The young girls say they treat them nice.

And they give them a better price.

They buy rum and Coca Cola

Go down Point Koomahna"

 

 

Note the correct spelling of Cumana as opposed to Koomahna in the song "Rum and Coca Cola". For full view of the map of Trinidad, please go here

" Rum and Coca Cola" just has to be the best known Calypso of all times, made famous by the Andrews Sisters in the 1940's. It also became a court case against Leo Feist, Inc., the publisher of the song and the alleged composer of it, an American comedian , called Morey Amsterdam. The plaintiff was Maurice Baron, a music expert, who claimed that the song was plagiarized from a book published by him called " Calypso Songs of the West Indies", only the song was called "L'Année Passée " and was composed by Lionel Belasco in 1906 !

"L'Année Passée ", meaning "Yesterday" ( lit.

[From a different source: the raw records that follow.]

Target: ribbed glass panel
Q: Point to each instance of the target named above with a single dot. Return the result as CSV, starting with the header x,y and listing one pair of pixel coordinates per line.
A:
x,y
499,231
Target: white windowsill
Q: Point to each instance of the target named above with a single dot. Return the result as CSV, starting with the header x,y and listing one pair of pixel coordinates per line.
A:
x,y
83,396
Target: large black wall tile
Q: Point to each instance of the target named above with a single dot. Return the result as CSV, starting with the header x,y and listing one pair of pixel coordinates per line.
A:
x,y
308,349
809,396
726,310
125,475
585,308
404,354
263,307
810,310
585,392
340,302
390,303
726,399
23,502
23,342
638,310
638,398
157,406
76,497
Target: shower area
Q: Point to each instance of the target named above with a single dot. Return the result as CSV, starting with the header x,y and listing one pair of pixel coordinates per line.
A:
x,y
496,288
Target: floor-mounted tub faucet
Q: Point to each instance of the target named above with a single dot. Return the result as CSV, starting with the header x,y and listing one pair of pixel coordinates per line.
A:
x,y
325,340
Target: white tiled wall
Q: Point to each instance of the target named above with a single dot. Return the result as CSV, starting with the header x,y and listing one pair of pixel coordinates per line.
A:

Last year ), is the true story of a girl named Mathilda Soye. She was the daughter of a very prominent Trinidad family and was educated at a Convent school. She fell in love with a man "in the street", a "common" fellow, who was no good. She lived with him for some time and then he made her work as a prostitute. The song was written in French Patois and was a lament of the girl on how just the other day she was a little girl and now she was a prostitute, walking the street.
This story became known in 1905 and Lionel Belasco, who was a young man at that time, composed the song "L'Année Passée ", which told that story. It is common practice in Trinidad to compose calypsos dealing with whatever social/political events happened in that year.

In 1941 Lionel Belasco and a singer, Massie Patterson, submitted a group of twelve songs from The West Indies, composed by Lionel Belasco, to Maurice Baron for publishing. Maurice Baron transcribed the music. One of those songs was "L'Anné Passée".
Baron hired one Olga Paul to translate the Patois lyrics into English.
One year later " Rum and Coca Cola" was published, crediting Morey Amsterdam with composing and writing the lyrics for it. Morey Amsterdam claimed that, when he went to Trinidad to perform for the American soldiers on the base at Chaguaramas, he heard the soldier, wo was in the car that transported him, sing a song to  the tune of " It ain't gonna rain no mo"  which inspired him to write " Rum and Coca Cola".

At the trial, the trial lawyer, Louis Nizer, found prominent witnesses on behalf of the plaintiff, among them a Trinidad doctor, Walter Merrick, educated at Howard University. He was a childhood friend of Lionel Belasco's and also a musician and music expert. He testified that Lionel Belasco taught him "L'Année Passée " in 1906, the year he wrote it. Other witnesses also testified that they knew Lionel at that time and that they had learnt the song from him. Lionel Belasco, almost 70 years old at the time of the trial, came from Trinidad and testified. He pointed out that one of the chords Maurice Baron used for "L'Anné Passée " when he transcribed the music was unusual in that it was a "harsh toned" chord, emphasizing the word "fille"(girl) in the song to emphasize the difference between having been a little girl the year before and now being a street walker. The plagiarized "Rum and Coca Cola" also had the same "harsh toned" chord at the same place of the music, but underlining an inappropriate word, the word "feel" from the sentence "They make you feel so glad". This is a "happy" sentence and therefore did not need a dissonant chord. Obviously, the person who plagiarized "L'Année Passée " did not know the meaning of the Patois words and copied the music as it was.

It was established in court through complicated musical comparisons of musical notes and chords of both "L'Année Passée" and "Rum and Coca Cola" that, undoubtedly, the compositions were identical and therefore Lionel Belasco was the original composer of the music. The judgement went in favour of the plaintiff, Maurice Baron, and ordered the defendants "to deliver up for destruction all infringing copies and devices, and all plates, molds , matrices and other matter for making such infringing copies, of plaintiff's said copyrighted song and all parts of musical instruments on which defendants' infringing song, entitled "Rum and Coca Cola" has been transcribed or recorded, and all plates, molds, matrices and other matter for making such infringing parts of such musical instruments". The judgement was appealed against by the defendants in the Circuit Court of Appeals, but they lost there again.